Proving the Business Case for the Internet of Things

Silver Spring bolsters smart-energy portfolio with Streetlight.Vision takeover

Iain Morris
May 13, 2014
Smart-grid technology player Silver Spring Networks has announced its takeover of Streetlight.Vision, whose software is being used to support the deployment of energy-efficient smart street lighting in a number of Asian and European cities.

Financial terms of the deal were not disclosed, but Silver Spring Networks said the acquisition would help it to improve its own networked street light solution and expand its geographical reach.

The company also plans to develop additional smart-city solutions based on Streetlight.Vision’s (Paris, France) technology expertise.

“The Streetlight.Vision team has developed a world-class smart-city technology platform,” said Scott Lang, the chairman, president and chief executive of Silver Spring Networks (Redwood City, CA, USA). “Streetlight.Vision’s successful track record serving a global client base also positions Silver Spring well to expand its footprint into new geographies and markets.”
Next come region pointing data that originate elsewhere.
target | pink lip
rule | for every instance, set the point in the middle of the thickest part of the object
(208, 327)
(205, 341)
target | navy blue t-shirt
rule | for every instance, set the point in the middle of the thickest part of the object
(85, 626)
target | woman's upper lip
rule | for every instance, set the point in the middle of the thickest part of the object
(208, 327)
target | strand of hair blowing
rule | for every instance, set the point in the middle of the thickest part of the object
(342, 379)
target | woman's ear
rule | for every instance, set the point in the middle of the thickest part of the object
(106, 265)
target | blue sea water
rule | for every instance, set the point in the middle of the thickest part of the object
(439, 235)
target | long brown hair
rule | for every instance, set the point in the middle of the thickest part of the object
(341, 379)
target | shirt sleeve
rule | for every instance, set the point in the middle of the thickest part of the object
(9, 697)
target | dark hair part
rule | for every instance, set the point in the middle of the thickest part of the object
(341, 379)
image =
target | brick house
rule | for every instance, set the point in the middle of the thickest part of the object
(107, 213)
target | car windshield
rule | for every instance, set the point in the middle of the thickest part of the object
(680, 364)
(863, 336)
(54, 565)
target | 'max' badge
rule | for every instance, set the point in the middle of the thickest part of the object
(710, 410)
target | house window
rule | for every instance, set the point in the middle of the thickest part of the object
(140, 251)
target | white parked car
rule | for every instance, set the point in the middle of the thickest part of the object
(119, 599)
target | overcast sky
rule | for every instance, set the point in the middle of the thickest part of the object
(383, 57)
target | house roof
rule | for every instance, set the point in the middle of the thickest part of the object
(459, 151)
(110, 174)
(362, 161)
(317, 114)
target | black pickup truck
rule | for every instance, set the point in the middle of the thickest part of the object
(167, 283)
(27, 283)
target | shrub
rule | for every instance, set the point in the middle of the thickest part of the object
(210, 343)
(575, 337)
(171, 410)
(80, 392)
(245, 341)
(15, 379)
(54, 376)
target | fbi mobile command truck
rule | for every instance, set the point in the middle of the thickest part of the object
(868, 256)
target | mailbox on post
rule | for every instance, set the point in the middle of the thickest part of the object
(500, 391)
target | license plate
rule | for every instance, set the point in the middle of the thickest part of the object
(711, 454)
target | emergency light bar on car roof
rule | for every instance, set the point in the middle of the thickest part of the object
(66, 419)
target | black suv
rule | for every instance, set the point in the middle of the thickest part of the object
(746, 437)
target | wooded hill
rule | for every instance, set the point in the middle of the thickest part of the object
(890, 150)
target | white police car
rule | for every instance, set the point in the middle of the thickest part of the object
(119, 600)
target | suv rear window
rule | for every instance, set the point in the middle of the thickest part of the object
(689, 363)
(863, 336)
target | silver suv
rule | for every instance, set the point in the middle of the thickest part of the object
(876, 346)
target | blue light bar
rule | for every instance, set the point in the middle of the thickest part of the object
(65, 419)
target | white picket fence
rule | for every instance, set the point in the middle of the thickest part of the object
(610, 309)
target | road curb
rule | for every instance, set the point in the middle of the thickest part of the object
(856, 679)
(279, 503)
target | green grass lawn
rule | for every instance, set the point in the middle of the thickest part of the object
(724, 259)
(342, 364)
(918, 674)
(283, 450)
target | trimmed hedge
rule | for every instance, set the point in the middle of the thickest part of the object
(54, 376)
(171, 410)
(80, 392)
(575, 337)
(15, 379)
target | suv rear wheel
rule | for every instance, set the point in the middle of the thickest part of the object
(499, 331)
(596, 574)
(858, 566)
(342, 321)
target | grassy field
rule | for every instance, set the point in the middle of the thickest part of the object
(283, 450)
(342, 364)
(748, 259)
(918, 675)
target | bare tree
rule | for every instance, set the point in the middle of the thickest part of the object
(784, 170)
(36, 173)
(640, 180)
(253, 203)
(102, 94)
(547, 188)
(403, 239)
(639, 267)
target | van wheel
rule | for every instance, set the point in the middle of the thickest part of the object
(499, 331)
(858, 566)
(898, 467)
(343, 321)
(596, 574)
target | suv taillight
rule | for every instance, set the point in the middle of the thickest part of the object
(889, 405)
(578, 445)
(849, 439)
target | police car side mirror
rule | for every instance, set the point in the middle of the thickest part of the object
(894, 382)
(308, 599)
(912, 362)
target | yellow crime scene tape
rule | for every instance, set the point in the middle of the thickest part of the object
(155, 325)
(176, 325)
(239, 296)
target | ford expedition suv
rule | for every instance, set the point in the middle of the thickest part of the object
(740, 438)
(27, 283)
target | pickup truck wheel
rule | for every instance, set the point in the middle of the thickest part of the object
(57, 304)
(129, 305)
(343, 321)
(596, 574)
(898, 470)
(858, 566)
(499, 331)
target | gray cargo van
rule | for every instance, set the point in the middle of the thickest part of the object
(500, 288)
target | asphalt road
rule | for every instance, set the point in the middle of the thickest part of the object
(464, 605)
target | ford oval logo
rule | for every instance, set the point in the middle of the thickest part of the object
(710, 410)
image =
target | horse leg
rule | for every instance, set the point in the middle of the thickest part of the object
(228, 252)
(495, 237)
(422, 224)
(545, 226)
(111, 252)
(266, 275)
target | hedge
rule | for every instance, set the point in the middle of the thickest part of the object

Streetlight.Vision reckons that cities’ management and operation of critical infrastructure – using Internet of Things technologies – will become increasingly important to economic competitiveness in future.

“We are thrilled to join an industry leader like Silver Spring,” said Christophe Orceau, Streetlight.Vision’s general manager. “Their proven ability to deliver and operate large-scale networks for cities and energy providers around the world makes them an ideal company to scale our technology to the next level.”

Silver Spring Networks and Streetlight.Vision have previously collaborated on a smart city project in Paris, where they have successfully demonstrated a networked street lights solution, while Silver Spring Networks is at work on connecting street lights in Copenhagen and Miami.

Claiming to have deployed more than 18.5 million IPv6-networked devices for smart-grid networks around the world, Silver Spring Networks recently flagged a 3% dip in revenues for the first quarter, to $71.8 million, and saw its net loss widen to $9 million, from $8.4 million in the same period last year.

Speaking to analysts during the company’s earnings call, Lang said that newer customer deployments were taking longer to ramp up but insisted Silver Spring Networks had not suffered any “competitive losses” and that its market share remained strong.

He also further explained the rationale for acquiring Streetlight.Vision, estimating the size of the addressable market at some 300 million public street lights.

“Streetlight.Vision has a growing pipeline and is currently working with more than 15 resellers globally, with customers in China and Europe,” said Lang. “There’s also a chance to get pull-through sales of our existing solutions, and this gives us a strong team in smart cities.”